North Carolina poet, Betty Adcock, has written scores of beautiful poems, almost all of them too long for this space. Here is an example of her shorter work, the telling description of a run-down border town.

Louisiana Line

The wooden scent of wagons,
the sweat of animals–these places
keep everything–breath of the cotton gin,
black damp floors of the icehouse.

Shadows the color of a mirror’s back
break across faces. The luck
is always bad.

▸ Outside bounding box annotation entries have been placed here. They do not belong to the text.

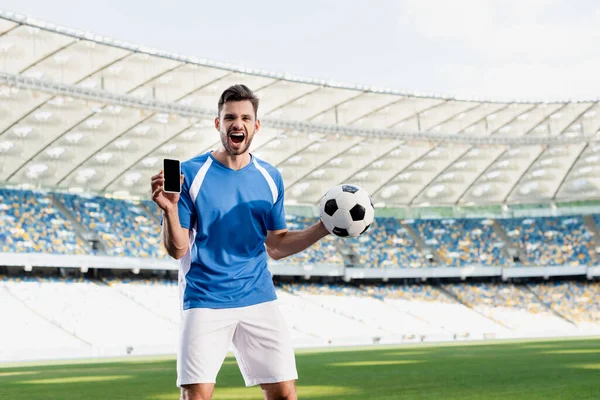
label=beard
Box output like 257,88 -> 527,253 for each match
221,126 -> 254,156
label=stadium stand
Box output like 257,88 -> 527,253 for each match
348,218 -> 428,268
0,276 -> 92,360
414,219 -> 506,267
285,215 -> 344,265
0,189 -> 87,254
500,216 -> 596,266
528,282 -> 600,328
362,284 -> 507,338
0,189 -> 599,268
57,194 -> 167,258
0,278 -> 178,355
443,283 -> 576,335
0,276 -> 600,360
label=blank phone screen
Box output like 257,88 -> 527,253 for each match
164,159 -> 181,193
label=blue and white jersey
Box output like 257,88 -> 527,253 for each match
178,152 -> 286,310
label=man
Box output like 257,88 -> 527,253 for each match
152,85 -> 328,400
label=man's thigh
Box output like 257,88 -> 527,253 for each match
177,308 -> 237,386
260,381 -> 298,400
233,301 -> 298,386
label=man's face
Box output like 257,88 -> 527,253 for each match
215,100 -> 260,156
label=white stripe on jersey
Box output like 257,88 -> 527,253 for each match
254,158 -> 279,204
177,228 -> 196,311
190,157 -> 212,204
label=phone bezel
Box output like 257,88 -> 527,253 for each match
163,158 -> 181,193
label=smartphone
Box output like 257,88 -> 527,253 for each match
163,158 -> 181,193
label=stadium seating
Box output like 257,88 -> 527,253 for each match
103,279 -> 181,323
283,284 -> 443,337
282,215 -> 344,265
0,189 -> 600,268
58,194 -> 167,258
0,278 -> 178,354
443,283 -> 575,335
0,189 -> 88,254
347,218 -> 428,268
413,219 -> 506,267
0,276 -> 92,361
500,216 -> 596,266
528,282 -> 600,327
362,284 -> 507,338
0,276 -> 600,359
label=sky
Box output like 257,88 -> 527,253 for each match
0,0 -> 600,101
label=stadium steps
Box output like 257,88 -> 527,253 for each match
522,285 -> 577,326
361,289 -> 446,330
279,287 -> 380,333
50,195 -> 108,254
0,287 -> 94,347
583,215 -> 600,253
96,279 -> 179,326
140,201 -> 161,224
402,220 -> 443,264
435,285 -> 514,331
492,219 -> 525,260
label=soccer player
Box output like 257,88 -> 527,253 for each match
151,85 -> 328,400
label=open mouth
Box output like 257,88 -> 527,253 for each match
229,133 -> 244,143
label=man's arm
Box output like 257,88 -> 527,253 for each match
265,221 -> 329,260
151,171 -> 190,260
162,208 -> 190,260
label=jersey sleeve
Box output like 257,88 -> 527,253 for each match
177,166 -> 197,229
267,174 -> 287,231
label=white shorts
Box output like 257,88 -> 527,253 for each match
177,301 -> 298,386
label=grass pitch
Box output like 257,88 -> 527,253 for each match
0,339 -> 600,400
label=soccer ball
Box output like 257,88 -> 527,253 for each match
320,184 -> 375,237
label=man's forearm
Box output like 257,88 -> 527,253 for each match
267,222 -> 329,260
162,208 -> 190,260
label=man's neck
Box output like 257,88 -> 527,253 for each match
212,147 -> 250,171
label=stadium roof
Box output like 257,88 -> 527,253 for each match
0,12 -> 600,207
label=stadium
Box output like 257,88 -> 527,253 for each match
0,7 -> 600,399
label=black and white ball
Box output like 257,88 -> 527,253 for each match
320,184 -> 375,237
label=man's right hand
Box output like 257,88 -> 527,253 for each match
151,171 -> 183,212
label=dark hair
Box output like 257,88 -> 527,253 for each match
217,85 -> 258,118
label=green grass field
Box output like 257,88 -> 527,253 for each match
0,339 -> 600,400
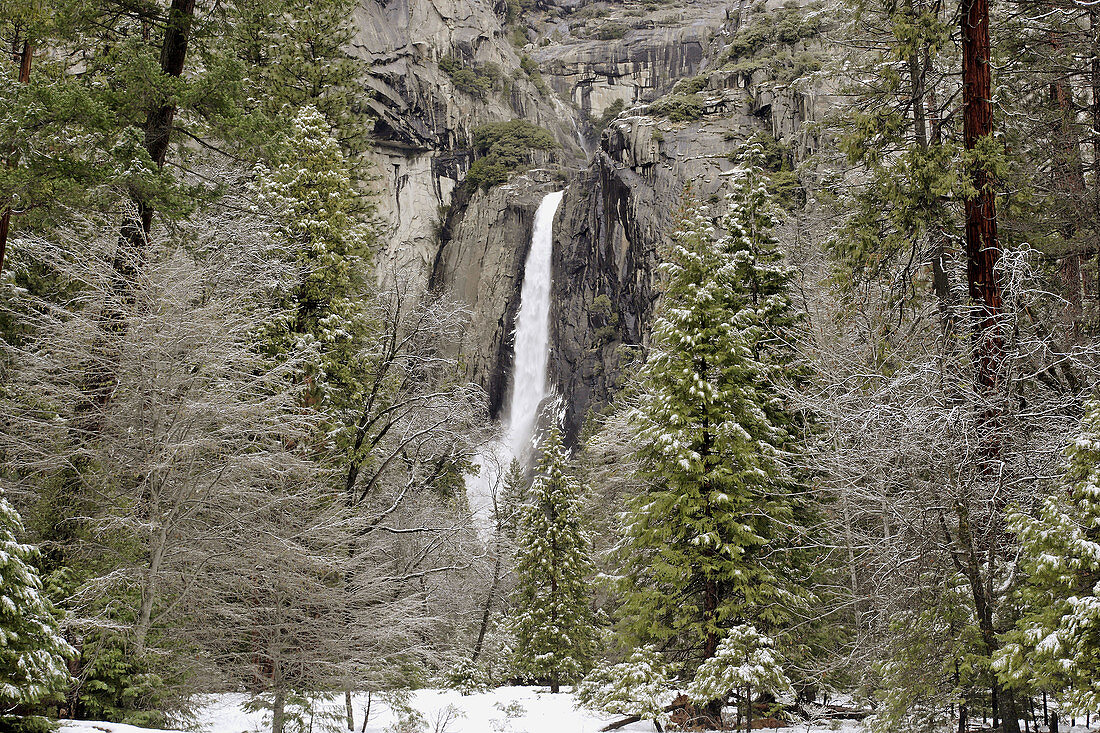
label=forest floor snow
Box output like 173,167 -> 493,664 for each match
59,687 -> 1100,733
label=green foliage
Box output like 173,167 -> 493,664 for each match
725,4 -> 822,62
576,646 -> 672,727
439,56 -> 503,99
256,107 -> 373,409
592,21 -> 630,41
216,0 -> 373,160
0,490 -> 74,721
672,74 -> 707,95
620,137 -> 815,661
996,400 -> 1100,714
871,573 -> 989,733
648,94 -> 706,122
77,634 -> 172,729
510,428 -> 597,685
729,133 -> 805,210
688,624 -> 791,704
465,120 -> 558,190
441,657 -> 493,696
723,4 -> 823,84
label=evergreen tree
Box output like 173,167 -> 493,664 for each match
688,624 -> 791,731
994,400 -> 1100,713
257,107 -> 373,422
0,490 -> 74,727
622,141 -> 813,686
512,428 -> 596,692
576,646 -> 672,730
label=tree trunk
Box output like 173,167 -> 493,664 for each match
114,0 -> 195,274
960,0 -> 1004,392
470,528 -> 501,661
272,686 -> 286,733
955,502 -> 1020,733
1089,4 -> 1100,303
0,39 -> 34,273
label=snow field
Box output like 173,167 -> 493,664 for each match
59,687 -> 1100,733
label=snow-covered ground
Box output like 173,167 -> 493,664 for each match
61,687 -> 653,733
59,687 -> 1100,733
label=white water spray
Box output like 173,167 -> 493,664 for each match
466,190 -> 564,525
505,190 -> 564,458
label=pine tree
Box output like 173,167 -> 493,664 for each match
0,490 -> 75,727
257,107 -> 373,417
622,141 -> 813,686
688,624 -> 791,731
512,428 -> 596,692
994,400 -> 1100,713
576,646 -> 672,730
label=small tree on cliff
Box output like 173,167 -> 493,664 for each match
622,135 -> 813,716
994,401 -> 1100,713
512,428 -> 596,692
257,102 -> 373,414
0,490 -> 74,729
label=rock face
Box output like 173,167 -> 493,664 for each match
353,0 -> 831,433
431,171 -> 562,416
550,62 -> 823,441
351,0 -> 583,283
531,0 -> 743,119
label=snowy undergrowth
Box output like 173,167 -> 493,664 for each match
58,687 -> 1100,733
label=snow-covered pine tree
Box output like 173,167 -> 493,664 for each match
257,107 -> 373,420
576,646 -> 672,731
688,624 -> 791,731
0,490 -> 75,729
620,135 -> 814,715
993,400 -> 1100,714
510,428 -> 597,692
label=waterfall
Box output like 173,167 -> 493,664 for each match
466,190 -> 564,519
505,190 -> 564,458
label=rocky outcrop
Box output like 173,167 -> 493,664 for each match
530,0 -> 745,119
354,0 -> 832,441
351,0 -> 584,284
431,169 -> 562,416
550,72 -> 831,440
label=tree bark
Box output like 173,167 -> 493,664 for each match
961,0 -> 1004,392
1089,4 -> 1100,303
470,526 -> 501,661
116,0 -> 195,274
0,39 -> 34,278
955,502 -> 1020,733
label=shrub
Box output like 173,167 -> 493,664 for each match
593,22 -> 628,41
439,56 -> 502,99
649,94 -> 706,122
465,120 -> 558,190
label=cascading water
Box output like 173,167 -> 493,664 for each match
466,190 -> 564,522
505,190 -> 564,458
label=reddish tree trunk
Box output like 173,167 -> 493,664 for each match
961,0 -> 1004,391
956,0 -> 1020,733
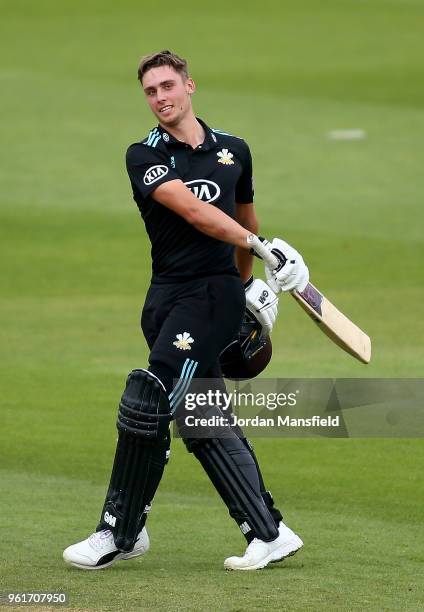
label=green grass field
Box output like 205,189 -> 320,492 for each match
0,0 -> 424,612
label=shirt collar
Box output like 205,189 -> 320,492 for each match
158,117 -> 218,151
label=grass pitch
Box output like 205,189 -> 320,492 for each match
0,0 -> 424,612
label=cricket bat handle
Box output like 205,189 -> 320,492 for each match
247,234 -> 280,270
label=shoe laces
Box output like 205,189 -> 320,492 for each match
88,529 -> 113,552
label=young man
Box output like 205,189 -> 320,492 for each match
64,51 -> 308,570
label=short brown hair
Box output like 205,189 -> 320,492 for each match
137,49 -> 188,83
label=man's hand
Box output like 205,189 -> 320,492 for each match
245,277 -> 278,334
263,238 -> 309,293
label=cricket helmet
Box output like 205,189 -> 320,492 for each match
219,310 -> 272,380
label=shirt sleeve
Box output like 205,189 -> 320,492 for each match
235,141 -> 254,204
126,143 -> 180,200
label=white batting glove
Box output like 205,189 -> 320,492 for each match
264,238 -> 309,293
245,277 -> 278,335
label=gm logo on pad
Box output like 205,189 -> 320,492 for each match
143,165 -> 169,185
184,179 -> 221,204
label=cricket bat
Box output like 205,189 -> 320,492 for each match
247,234 -> 371,363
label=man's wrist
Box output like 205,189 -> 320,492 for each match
244,274 -> 253,291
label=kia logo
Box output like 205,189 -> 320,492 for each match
143,165 -> 169,185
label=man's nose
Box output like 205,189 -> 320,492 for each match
157,89 -> 166,102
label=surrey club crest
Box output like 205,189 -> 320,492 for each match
172,332 -> 194,351
217,149 -> 234,166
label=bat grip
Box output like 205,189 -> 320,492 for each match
247,234 -> 280,270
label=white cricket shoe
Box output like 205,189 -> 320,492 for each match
224,521 -> 303,570
63,527 -> 150,570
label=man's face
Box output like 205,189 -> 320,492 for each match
142,66 -> 195,127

This light is brittle,
old pale hair kept in a letter.
The wheeze of porch swings and lopped gates
seeps from new mortar.

Wind from an axe that struck wood
a hundred years ago
lifts the thin flags of the town.

American Life in Poetry is made possible by The Poetry Foundation (www.poetryfoundation.org), publisher of Poetry magazine. It is also supported by the Department of English at the University of Nebraska-Lincoln. Poem copyright (c) 1975 by Betty Adcock. Reprinted from “Walking Out,” Louisiana State University Press, 1975, with permission of Betty Adcock, whose most recent book is “Intervale: New and Selected Poems,” Louisiana State University Press, 2001. Introduction copyright (c) 2006 by The Poetry Foundation. The introduction’s author, Ted Kooser, served as United States Poet Laureate Consultant in Poetry to the Library of Congress from 2004-2006. We do not accept unsolicited manuscripts.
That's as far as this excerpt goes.